Offshore drilling companies are under increasing pressure to issue bonds for the decommissioning of oil and gas infrastructure within federal waters. In June, the Federal Bureau of Ocean Energy Management enforced its final rule amending financial assurance regulations to ensure that the industry pays for decommissioning and not taxpayers.

In an interview, W&T Offshore's CEO Tracy Krohn said: "You are at the mercy both of the federal agency as well as the surety companies. There is not much control."

"The regulatory agency does not have a real basis to require a lot more bonding that what they currently do," Krohn said.
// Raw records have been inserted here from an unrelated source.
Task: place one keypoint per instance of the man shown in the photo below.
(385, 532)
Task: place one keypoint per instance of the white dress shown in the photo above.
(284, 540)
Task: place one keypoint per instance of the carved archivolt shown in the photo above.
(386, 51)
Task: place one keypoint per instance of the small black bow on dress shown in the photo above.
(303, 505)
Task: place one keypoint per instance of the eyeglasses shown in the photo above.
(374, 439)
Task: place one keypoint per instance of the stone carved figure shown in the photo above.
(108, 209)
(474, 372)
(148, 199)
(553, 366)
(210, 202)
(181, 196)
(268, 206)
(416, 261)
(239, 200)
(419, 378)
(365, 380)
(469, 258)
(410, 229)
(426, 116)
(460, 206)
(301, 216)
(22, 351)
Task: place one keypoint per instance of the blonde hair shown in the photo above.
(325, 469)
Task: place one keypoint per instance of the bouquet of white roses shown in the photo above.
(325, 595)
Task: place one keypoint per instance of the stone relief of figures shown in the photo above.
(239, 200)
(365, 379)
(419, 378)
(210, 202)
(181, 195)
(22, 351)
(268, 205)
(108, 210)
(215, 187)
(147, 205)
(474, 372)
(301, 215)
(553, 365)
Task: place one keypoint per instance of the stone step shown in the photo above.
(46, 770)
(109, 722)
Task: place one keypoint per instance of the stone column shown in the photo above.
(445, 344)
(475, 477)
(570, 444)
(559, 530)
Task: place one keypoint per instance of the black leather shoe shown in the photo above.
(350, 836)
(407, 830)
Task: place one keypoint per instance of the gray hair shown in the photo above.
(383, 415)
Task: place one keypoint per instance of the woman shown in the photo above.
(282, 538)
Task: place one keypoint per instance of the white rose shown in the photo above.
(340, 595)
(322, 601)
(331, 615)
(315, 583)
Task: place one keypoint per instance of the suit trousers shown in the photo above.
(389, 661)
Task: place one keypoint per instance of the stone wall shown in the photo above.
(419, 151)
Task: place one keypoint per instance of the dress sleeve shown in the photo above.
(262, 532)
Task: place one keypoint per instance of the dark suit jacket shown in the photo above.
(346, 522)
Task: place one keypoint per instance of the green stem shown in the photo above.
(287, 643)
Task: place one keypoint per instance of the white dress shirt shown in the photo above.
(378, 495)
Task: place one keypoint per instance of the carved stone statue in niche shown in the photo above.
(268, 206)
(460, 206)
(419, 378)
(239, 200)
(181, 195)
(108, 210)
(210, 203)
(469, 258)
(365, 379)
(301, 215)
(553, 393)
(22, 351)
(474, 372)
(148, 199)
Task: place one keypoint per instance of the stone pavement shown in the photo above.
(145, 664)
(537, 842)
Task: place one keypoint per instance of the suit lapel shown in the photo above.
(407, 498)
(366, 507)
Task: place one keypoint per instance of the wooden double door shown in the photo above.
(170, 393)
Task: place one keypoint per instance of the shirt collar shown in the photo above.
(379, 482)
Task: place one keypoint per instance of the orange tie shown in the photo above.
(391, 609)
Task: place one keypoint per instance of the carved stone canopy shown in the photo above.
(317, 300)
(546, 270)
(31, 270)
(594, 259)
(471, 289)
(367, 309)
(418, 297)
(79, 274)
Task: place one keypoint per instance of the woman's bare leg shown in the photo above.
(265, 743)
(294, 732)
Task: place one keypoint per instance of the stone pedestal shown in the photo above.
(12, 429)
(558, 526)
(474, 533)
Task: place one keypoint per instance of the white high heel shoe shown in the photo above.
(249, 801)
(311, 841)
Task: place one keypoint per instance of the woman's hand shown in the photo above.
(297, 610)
BOEM estimates that offshore drillers will collectively pay under $7 billion in new financial assurances as a result the final rule. These are to cover potential costs for decommissioning.

According to the U.S. Government Accountability Office, by June 2023 more than 2,700 oil wells and 500 platform were due for decommissioning.

W&T Offshore filed a lawsuit on Wednesday at the U.S. District Court of the Southern District of Texas asking Judge Keith Ellison for a declaration that the insurers colluded with each other to harm the company, by demanding more collateral and higher premiums.

The company says that insurers have used BOEM's latest rule to request additional collateral as surety for which it has already paid premiums.

W&T Offshore, based in Houston, did not provide an immediate comment.

Endurance Assurance Corp. and Lexon Insurance Co., the two companies named in the lawsuit, did not respond immediately to requests for comments.

The opponents said that the final rule of BOEM would adversely affect smaller firms who lack sufficient oil reserves or investment grade ratings. Oil majors have larger reserves or meet the credit criteria that exempts them from having to put up additional money to cover future decommissioning.

Texas, Louisiana, and Mississippi filed a lawsuit against the government days before the BOEM final rule came into effect in an attempt to stop it.

According to last government statistics, the U.S. Gulf of Mexico produced roughly 1,74 million barrels of oil per day, or about 13% of U.S. total output.